Setup the Databricks/Spark Environment

You will need to setup your own Databricks environment if you don’t already have one. Refer to the Databricks quickstart document for instructions.

Auto-export instruction

To build custom ML models based on your own data in Microsoft Sentinel, you will need to export your data from Log Analytics to a Blob storage or Event hub resource, so that the ML model can access it from Databricks. Learn how to ingest data into Microsoft Sentinel.

For this example, you need to have your training data for File Share Access log in the Azure blob storage. The format of the data is documented in the notebook and libraries.

You can automatically export your data from Log Analytics using the Azure CLI.

You must be assigned the Contributor role in your Log Analytics workspace, your Storage account, and your EventHub resource in order to run the commands.

Here is a sample set of commands to setup automatic exporting:


az –version

# Login with Azure CLI
az login

# List all Log Analytics clusters
az monitor log-analytics cluster list

# Set to specific subscription
az account set --subscription "SUBSCRIPTION_NAME"
 
# Export to Storage - all tables
az monitor log-analytics workspace data-export create --resource-group "RG_NAME" --workspace-name "WS_NAME" -n LAExportCLIStr --destination "DESTINATION_NAME" --enable "true" --tables SecurityEvent
 
# Export to EventHub - all tables
az monitor log-analytics workspace data-export create --resource-group "RG_NAME" --workspace-name "WS_NAME" -n LAExportCLIEH --destination "DESTINATION_NAME" --enable "true" --tables ["SecurityEvent","Heartbeat"]

# List export settings
az monitor log-analytics workspace data-export list --resource-group "RG_NAME" --workspace-name "WS_NAME"

# Delete export setting
az monitor log-analytics workspace data-export delete --resource-group "RG_NAME" --workspace-name "WS_NAME" --name "NAME"

Export custom data

For custom data that is not supported by Log Analytics auto-export, you can use Logic App or other solutions to move your data.

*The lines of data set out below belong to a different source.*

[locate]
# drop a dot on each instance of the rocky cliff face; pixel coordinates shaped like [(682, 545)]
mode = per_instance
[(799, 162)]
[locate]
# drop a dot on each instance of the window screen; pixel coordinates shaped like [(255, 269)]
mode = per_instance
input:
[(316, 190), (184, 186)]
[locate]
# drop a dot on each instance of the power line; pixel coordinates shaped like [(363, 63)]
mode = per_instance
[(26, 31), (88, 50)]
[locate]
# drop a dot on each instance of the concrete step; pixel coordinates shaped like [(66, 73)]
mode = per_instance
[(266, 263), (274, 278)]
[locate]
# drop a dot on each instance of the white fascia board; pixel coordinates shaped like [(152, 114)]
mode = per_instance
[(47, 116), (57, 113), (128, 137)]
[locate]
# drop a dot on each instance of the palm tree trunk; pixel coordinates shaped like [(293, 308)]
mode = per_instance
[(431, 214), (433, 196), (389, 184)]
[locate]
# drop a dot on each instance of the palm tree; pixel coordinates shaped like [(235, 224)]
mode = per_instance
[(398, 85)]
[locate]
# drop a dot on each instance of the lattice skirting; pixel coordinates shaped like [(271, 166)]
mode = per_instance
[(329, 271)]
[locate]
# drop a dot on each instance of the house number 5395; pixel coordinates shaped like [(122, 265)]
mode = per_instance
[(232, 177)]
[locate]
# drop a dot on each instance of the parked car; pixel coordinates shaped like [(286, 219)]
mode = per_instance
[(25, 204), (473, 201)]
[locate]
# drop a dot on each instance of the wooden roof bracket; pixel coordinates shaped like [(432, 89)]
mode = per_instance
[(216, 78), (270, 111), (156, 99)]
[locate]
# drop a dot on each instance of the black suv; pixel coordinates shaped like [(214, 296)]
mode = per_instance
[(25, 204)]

You can refer to the Exporting Log Analytics Data to Blob Store blog and script.

Correlate with data outside of Microsoft Sentinel

You can also bring data from outside of Microsoft Sentinel to the blob storage or Event Hub and correlate them with the Microsoft Sentinel data to build your ML models.

Copy the BYO-ML package from the Microsoft Sentinel GitHub repository mentioned earlier to your Databricks environment. Then open the notebooks and follow the instructions within the notebook to install the required libraries on your clusters.

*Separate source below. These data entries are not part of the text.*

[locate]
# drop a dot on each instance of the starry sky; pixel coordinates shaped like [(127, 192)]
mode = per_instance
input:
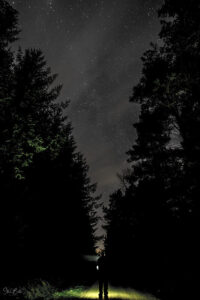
[(95, 46)]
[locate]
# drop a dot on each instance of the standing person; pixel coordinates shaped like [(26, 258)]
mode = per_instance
[(102, 267)]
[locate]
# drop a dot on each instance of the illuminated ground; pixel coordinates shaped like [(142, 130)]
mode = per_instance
[(113, 293)]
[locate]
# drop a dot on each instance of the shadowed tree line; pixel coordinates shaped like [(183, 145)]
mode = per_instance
[(153, 220), (47, 201)]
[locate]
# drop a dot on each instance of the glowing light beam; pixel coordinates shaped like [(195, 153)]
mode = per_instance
[(113, 293)]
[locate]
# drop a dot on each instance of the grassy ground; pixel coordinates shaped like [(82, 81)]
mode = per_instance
[(43, 290)]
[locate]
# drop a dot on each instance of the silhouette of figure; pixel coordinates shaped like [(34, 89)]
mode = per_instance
[(102, 267)]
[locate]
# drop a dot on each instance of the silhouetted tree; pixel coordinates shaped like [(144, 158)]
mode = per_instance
[(47, 207), (162, 190)]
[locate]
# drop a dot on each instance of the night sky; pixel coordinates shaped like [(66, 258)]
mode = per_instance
[(95, 46)]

Model training and scoring

Follow the instructions in the two notebooks to change the configurations according to your own environment and resources, follow the steps to train and build your model, then schedule the model to score incoming file share access logs.

Write results to Log Analytics

Once you get the scoring scheduled, you can use the module in the scoring notebook to write the score results to the Log Analytics workspace associated with your Microsoft Sentinel instance.

Check results in Microsoft Sentinel

In order to see your scored results together with related log details, go back to your Microsoft Sentinel portal. In Logs > Custom Logs, you will see the results in the AnomalousResourceAccessResult_CL table (or your own custom table name). You can use those results to enhance your investigation and hunting experiences.

anomalous resource access logs

Build custom analytics rule with ML results

Once you have confirmed the ML results are in the custom logs table, and you're satisfied with the fidelity of the scores, you can create a detection based on the results. Go to Analytics from the Microsoft Sentinel portal and create a new detection rule. Below is an example showing the query used to create the detection.

create custom analytics rule for B Y O M L detections

View and respond to incidents

Once you've set up the analytics rule based on the ML results, if there are results above the threshold you set in the query, an incident will be generated and surfaced on the Incidents page on Microsoft Sentinel.

Next steps

In this document, you learned how to use Microsoft Sentinel's BYO-ML platform for creating or importing your own machine learning algorithms to analyze data and detect threats.